Tom Jordan: We had a common interest in eating sand, that’s what brought us together. (Laughs) No, we went to the same preschool and we actually used to play soccer together. We have a photo of us in the under-7 magpies Seaforth Football Club – we were six years old and I think – and then as we got into high school is when we started playing music. I think I started just before Mitch did, and then around the same time we both fell in love with it. We did bond over music for sure, but we’ve always been friends even without music.
Mitch Thompson: One of my first memories is of a play date at Tom’s house, and we were sharing Pokemon cards and going over that, and I actually stole one of his cards. That put a dent in our friendship early on. (Laughs)
Listening to the music, it sounds like you have a lot in common. But is there anything that sets you a part?
Thompson: I think this sums it up; At the time I was first obsessed with Keith Urban, Tom was really into John Mayer. So I feel like his style and his playing sometimes leans a little that way, and my style can be more toward the Keith Urban thing. It’s like two personalities that you can see in the music and that separates us, but it’s funny. Everything we write, we’re always on the same page to the point where we can almost preempt what the other person is about to say. We’ll find ourselves singing over songs and coming up with the same melodic changes, so we’re really on par with each other like that. But I feel like what one person can’t do, the other one can, and that’s why the partnership works.
Tell me about the single. It’s called “Love That,” and it’s interesting because it’s both classically romantic and sort of about an unhealthy obsession – like you sing about “the pleasure and the pain.”
Jordan: It’s mostly just about the early stages of a relationship where things are still really up in the air, and that can obviously kill you a little bit, but it’s also fun. You have the chase and everything and you just kind of enjoy whatever it is in the moment. It keeps life very interesting.

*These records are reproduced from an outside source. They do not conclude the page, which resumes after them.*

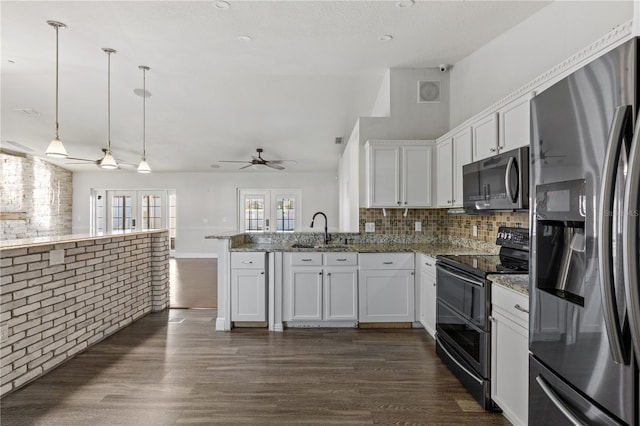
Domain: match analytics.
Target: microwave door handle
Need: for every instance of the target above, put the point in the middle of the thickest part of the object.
(605, 243)
(630, 240)
(507, 181)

Thompson: Exactly. We wrote it two-and-a-half or three years ago with a couple of buddies, Mike Whitworth and Daniel Ross, and it literally just happened with a few beers over an afternoon. We just kind of wrote it out and had a laugh, and I think that’s reflected in the song. It’s their first single to radio as well.
How did you decide on “Love That” as your introduction to radio listeners?
Thompson: I think that one was a dark horse, especially for me. After we wrote it I personally forgot about it, and then we would hear it again and go “Damn, it’s stuck in my head now.” And when we would play it live, that was one that people would sing back to us, and it just had the energy across it.
There are three more songs on the Love That EP. Do they all show something different about your sound?
Thompson: We didn’t intend on this, but yeah, the first EP is quite diverse and through it you can kind of see and feel all of our sonic style. There’s some tempo and a slower jam, and I think it touches all the bases in a cool way.
What can you say about full album?
Jordan: We have eight songs done right now and we’re continuing to work on the record, just trying to figure out how we’re going to put it out. We’ve been writing so much over the last year-and-a-half – ever since we moved here – and we’re just trying to piece together the most descriptive piece of work we can that sums us up as a debut album. It’s definitely on the way and we’re super excited, and proud of everything we’re creating.
What do you hope fans take away from first EP?
Thompson: I’m sure this goes for everyone, but I just want people to listen to this music and learn about us, and our relationship. We’re two brothers essentially, with lighthearted personalities – we don’t take ourselves too seriously – but also we tell stories and there really is a serious side to us. I want them to see both things, and inevitably come to our shows and have the best time they possibly can.